Cross Examination: What to do when the Witness is Asking the Questions

Cross Examination: What to do when the Witness is Asking the Questions

Cross Examination: What to do when the Witness is Asking the Questions
Ian Paul
January 10, 2022

If a witness tries to turn the table on the lawyer, the lawyer needs to keep control of the cross-examination.

Normally, in cross-examination, it is the lawyer who is asking the questions. Occasionally the lawyer will face a situation where they are being asked to answer a question. There is nothing inappropriate with a witness asking a question to clarify the meaning of a word or a question. A question to a lawyer, from a witness, becomes controversial when it is framed in a manner of an attack on the lawyer or an attempt to debate the merits of the case with the lawyer. If the lawyer’s questions are framed properly, as leading questions bringing out one fact at a time and not arguments, then such a reply would not be expected. Nevertheless, the witness through design or frustration may still respond in a manner that is both argumentative and non-responsive to the question. In such a case it is important for the lawyer to have a strategy to deal with this situation.

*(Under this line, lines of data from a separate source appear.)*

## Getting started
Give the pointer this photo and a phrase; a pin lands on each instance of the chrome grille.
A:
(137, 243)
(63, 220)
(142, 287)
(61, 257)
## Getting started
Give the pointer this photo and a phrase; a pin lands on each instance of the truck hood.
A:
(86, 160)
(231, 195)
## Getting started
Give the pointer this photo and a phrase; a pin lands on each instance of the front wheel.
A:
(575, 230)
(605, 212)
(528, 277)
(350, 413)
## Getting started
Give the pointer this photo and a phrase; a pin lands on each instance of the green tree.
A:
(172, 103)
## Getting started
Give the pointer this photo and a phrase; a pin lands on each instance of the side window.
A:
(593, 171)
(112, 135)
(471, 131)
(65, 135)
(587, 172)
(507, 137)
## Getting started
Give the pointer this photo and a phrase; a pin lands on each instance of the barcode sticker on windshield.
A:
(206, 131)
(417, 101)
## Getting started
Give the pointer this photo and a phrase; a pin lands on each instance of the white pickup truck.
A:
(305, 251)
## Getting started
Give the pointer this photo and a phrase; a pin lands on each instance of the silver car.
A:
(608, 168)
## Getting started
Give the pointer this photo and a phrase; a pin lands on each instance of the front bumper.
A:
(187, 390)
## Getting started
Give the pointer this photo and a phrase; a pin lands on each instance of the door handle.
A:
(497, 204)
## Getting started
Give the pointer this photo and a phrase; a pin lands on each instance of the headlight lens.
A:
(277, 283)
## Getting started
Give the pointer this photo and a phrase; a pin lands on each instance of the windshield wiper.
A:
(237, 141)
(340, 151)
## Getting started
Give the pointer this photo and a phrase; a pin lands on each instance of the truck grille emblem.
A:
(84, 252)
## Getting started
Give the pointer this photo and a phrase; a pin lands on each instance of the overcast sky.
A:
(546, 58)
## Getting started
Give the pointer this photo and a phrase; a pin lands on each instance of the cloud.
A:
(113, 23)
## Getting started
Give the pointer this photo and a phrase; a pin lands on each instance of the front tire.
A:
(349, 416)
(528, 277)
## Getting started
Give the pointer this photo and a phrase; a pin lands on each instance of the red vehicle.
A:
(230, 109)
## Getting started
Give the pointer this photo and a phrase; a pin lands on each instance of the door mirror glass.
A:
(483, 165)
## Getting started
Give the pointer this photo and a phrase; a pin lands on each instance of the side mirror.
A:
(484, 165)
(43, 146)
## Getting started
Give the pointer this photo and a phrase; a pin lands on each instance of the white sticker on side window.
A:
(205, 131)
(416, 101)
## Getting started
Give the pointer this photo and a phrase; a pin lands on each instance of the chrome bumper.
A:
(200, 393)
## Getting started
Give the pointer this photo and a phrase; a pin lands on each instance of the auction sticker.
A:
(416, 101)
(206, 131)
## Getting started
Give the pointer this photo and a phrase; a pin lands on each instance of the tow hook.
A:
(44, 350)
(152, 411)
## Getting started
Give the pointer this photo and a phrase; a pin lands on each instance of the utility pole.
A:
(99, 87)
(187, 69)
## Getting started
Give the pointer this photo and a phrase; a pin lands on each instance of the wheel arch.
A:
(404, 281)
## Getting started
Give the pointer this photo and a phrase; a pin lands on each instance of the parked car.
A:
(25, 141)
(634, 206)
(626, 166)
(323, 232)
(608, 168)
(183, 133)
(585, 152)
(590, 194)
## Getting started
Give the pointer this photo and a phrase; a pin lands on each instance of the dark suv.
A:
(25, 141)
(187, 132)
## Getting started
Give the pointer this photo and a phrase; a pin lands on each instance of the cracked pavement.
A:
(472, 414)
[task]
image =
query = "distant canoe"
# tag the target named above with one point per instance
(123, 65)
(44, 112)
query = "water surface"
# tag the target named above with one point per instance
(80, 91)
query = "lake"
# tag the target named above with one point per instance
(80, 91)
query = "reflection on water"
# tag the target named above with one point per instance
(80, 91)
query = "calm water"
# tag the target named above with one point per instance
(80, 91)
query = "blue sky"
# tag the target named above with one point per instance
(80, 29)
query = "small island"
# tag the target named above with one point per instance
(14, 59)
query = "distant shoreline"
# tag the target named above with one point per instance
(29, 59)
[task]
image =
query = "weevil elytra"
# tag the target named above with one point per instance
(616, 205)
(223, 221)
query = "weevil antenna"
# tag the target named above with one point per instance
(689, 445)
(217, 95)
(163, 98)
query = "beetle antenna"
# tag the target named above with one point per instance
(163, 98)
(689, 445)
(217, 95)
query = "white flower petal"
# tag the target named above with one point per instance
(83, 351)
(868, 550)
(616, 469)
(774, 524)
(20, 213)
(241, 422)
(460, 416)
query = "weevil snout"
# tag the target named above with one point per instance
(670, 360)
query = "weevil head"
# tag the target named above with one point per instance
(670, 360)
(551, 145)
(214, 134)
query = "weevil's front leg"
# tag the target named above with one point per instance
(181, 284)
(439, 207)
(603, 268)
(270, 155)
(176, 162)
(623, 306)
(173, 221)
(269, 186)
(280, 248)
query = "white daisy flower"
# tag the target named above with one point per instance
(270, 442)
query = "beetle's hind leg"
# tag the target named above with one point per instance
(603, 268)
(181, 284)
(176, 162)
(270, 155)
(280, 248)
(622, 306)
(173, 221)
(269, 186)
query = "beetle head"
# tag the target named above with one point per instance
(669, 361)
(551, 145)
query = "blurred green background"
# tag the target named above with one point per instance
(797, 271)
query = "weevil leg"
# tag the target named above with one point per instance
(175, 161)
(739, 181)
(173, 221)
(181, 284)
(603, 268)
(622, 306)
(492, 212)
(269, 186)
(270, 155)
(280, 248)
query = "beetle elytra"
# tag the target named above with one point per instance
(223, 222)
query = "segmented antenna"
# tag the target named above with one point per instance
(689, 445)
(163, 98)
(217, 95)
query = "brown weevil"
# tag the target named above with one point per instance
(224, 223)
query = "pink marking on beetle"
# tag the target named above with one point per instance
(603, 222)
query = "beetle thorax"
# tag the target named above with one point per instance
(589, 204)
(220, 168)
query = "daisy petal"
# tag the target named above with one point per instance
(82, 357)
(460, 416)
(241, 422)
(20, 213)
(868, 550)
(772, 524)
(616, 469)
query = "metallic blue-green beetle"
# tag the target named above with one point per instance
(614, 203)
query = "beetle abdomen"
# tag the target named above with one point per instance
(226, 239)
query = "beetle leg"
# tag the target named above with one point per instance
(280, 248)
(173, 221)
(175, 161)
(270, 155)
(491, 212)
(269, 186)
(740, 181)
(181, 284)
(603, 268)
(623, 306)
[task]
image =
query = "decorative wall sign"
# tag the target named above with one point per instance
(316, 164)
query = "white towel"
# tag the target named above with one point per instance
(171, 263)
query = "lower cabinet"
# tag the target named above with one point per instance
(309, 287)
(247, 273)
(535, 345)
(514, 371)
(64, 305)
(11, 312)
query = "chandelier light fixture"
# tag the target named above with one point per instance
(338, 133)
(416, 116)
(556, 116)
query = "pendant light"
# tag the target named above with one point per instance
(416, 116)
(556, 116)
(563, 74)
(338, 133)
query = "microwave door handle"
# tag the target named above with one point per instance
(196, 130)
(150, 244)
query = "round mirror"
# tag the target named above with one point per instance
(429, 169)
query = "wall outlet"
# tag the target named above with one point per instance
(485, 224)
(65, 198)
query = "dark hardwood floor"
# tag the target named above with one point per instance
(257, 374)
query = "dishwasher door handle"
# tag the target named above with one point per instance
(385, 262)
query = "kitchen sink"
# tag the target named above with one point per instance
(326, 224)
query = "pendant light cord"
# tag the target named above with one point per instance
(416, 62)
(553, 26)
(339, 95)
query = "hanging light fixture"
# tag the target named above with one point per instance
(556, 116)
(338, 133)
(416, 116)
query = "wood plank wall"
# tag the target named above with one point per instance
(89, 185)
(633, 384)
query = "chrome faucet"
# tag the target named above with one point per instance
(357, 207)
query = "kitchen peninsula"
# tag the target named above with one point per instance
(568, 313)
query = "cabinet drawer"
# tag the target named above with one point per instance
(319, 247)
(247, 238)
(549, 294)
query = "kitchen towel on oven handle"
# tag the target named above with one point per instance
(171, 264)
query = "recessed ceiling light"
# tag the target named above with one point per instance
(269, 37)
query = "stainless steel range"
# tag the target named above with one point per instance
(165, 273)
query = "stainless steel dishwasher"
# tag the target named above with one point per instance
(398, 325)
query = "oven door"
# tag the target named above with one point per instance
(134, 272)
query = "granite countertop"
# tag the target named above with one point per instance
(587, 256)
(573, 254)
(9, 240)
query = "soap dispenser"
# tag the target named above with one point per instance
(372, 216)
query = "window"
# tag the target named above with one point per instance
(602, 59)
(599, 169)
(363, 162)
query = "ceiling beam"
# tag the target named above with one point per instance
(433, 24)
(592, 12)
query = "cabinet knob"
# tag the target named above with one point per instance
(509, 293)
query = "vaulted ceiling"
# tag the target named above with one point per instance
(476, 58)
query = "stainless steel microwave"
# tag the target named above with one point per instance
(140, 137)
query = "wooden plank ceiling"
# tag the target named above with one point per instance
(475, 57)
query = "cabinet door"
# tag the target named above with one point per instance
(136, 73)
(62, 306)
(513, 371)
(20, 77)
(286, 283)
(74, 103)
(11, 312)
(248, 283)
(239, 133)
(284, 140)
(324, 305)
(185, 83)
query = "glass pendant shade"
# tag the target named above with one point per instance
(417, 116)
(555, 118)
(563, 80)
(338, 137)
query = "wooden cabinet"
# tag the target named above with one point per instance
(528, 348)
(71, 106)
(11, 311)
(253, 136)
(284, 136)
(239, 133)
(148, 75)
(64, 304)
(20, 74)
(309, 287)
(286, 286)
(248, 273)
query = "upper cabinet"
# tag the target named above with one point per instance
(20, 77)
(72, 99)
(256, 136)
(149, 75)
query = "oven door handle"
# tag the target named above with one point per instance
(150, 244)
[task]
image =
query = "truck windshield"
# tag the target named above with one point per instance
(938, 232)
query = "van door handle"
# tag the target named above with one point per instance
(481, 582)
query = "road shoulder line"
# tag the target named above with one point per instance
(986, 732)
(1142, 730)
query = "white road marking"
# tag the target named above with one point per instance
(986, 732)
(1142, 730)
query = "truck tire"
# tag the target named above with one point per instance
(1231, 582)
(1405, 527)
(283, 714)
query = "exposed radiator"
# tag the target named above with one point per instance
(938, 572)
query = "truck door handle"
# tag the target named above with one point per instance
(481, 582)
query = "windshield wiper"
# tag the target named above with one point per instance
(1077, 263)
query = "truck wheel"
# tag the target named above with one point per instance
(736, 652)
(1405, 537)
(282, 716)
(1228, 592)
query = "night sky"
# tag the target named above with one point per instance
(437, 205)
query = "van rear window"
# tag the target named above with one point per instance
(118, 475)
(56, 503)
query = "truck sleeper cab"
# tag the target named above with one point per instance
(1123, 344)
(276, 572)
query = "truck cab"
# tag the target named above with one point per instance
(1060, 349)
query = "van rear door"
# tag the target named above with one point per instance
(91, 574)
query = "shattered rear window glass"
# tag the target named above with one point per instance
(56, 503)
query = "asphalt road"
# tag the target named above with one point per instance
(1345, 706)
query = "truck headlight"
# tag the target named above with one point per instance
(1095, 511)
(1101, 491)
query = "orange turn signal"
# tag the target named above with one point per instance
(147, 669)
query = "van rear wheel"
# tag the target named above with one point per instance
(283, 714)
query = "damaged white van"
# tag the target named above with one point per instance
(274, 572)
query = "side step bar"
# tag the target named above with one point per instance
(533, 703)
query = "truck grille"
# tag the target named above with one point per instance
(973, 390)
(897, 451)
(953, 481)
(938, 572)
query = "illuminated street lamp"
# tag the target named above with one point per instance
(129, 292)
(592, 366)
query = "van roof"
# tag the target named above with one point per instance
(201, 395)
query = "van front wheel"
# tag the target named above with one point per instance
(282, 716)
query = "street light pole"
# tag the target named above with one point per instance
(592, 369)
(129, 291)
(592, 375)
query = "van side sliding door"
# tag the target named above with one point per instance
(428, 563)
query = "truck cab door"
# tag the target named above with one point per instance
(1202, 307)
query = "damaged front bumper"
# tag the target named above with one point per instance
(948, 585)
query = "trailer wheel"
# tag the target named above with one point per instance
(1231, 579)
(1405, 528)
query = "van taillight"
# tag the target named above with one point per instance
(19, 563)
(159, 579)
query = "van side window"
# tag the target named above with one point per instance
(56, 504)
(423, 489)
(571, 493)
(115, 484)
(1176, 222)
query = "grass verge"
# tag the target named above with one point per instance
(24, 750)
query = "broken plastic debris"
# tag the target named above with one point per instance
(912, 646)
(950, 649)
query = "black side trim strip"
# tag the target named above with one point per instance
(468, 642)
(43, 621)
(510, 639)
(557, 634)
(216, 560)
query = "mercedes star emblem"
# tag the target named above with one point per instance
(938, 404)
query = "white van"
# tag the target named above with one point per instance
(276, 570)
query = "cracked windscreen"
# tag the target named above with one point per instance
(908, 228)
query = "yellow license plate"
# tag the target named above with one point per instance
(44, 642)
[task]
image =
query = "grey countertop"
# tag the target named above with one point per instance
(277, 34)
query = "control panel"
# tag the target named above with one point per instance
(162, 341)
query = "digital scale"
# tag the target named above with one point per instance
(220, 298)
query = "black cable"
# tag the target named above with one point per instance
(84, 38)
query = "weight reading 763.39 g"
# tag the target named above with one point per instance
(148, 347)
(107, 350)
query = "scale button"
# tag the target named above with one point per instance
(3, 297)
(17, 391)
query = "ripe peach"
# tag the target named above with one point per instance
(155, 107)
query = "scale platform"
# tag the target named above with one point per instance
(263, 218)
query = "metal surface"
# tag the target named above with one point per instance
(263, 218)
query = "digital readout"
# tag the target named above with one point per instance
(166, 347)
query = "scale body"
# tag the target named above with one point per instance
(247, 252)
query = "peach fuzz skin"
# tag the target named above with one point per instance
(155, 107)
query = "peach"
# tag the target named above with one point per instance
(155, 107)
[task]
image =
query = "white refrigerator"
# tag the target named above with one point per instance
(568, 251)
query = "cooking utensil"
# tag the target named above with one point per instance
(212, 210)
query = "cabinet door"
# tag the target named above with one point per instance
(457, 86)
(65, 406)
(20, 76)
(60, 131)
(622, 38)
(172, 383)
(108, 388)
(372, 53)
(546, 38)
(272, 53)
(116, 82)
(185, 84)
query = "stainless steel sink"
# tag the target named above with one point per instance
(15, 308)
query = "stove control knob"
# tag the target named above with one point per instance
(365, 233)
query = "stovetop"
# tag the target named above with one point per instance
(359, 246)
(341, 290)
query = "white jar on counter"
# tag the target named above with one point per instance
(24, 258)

One simple method to deal with the situation is to indicate that the lawyer is the one who asks the questions, and the witness is the one who answers the questions under the laws of evidence. The lawyer can add that any answers would be in his final submissions. This approach preferable as it allows the lawyer to avoid a loss of control that occurs when the cross-examination degenerates into a debate. It also avoids disruption and loss of control that results if you were to ask the Judge to intervene. Another benefit is that it allows the lawyer more time to consider any reply when the question is eventually addressed in final submissions. If the witness is being particularly difficult it may be appropriate to be firm with them and suggest that you are the one that asks the questions.

It is generally never advisable to answer an argumentative question from a witness. The cross-examination then becomes a debate and the witness will gain an advantage. It is better not to answer these types of questions, at least until your closing argument. With the use of a few tactics, referred to above, the lawyer can maintain control of the witness, and not allow the witness to take over the cross-examination.